Stéphane Perrot (Serviceplan): "La difficulté d’anticipation doit favoriser la vision"

Stéphane Perrot

Quatrième semaine de confinement et CB News poursuit ses entretiens avec des responsables du monde de la communication. Ce matin, rencontre avec Stéphane Perrot, directeur général de Serviceplan.

1) Comment -vous et votre agence- allez-vous ?

Cette question doit se placer d’abord sous l’angle de la santé. Tout le monde va bien, pour l’instant. D’un point de vue économique, nous tirerons à la fin le bilan de cette période qui va, comme pour beaucoup d’acteurs du secteur, impacter fortement notre année (qui fiscalement s’arrête à fin juin) et l’année à venir.   L’anticipation est la clef pour pouvoir résister aux potentielles futures vagues qui nous attendent. L’enjeu ce sont les talents, nous devons les préserver pour pouvoir penser à l’après. En limitant les dépenses, en resserrant les équipes, tout le monde a pu être maintenu en télétravail. Mais c’est une lutte de longue haleine. Le vrai challenge est là : préparer l’avenir sans réelle capacité d’anticipation. Donc il faut agir, prendre des décisions, parfois se planter et recalibrer. Vite. Très vite. Cette situation apprend ou réapprend à mettre sur le même plan humilité et réactivité. Le groupe fête cette année ses 50 ans, et notre slogan anniversaire « Born Integrated » est encore plus mis en exergue en ces temps où toutes les agences du groupe (Serviceplan, Mediaplus, Plan.net, Solutions et Trinity films) resserrent encore plus leurs liens par des actions et décisions communes.

2) Qu’avez-vous mis en place avec vos clients pour continuer vos missions ?

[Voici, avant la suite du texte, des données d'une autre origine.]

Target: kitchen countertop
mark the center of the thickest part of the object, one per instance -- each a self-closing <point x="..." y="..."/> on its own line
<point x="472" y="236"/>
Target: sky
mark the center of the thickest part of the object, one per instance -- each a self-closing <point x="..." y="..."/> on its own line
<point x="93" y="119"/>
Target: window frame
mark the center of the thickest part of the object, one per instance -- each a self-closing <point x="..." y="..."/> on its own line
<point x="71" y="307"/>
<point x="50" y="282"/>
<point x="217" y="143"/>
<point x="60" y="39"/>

Une priorisation plus efficace et partagée des sujets et surtout un travail à deux échelles de temporalité systématique. Traiter l’urgence, le quotidien, les modifications de stratégies media, les remontages en catastrophe (et à distance), et en même temps réfléchir à la stratégie de l’après. Ça ouvre aussi des portes sur la redéfinition plus fondamentale de certaines plateformes de marque. C’est compliqué d’anticiper, donc essayons de nous projeter plus loin. La difficulté d’anticipation doit favoriser la vision. Les marques qui s’en sortiront sont celles qui sauront se projeter beaucoup plus loin que les autres.

3) Comment les demandes de vos clients et partenaires ont-elles évolué ?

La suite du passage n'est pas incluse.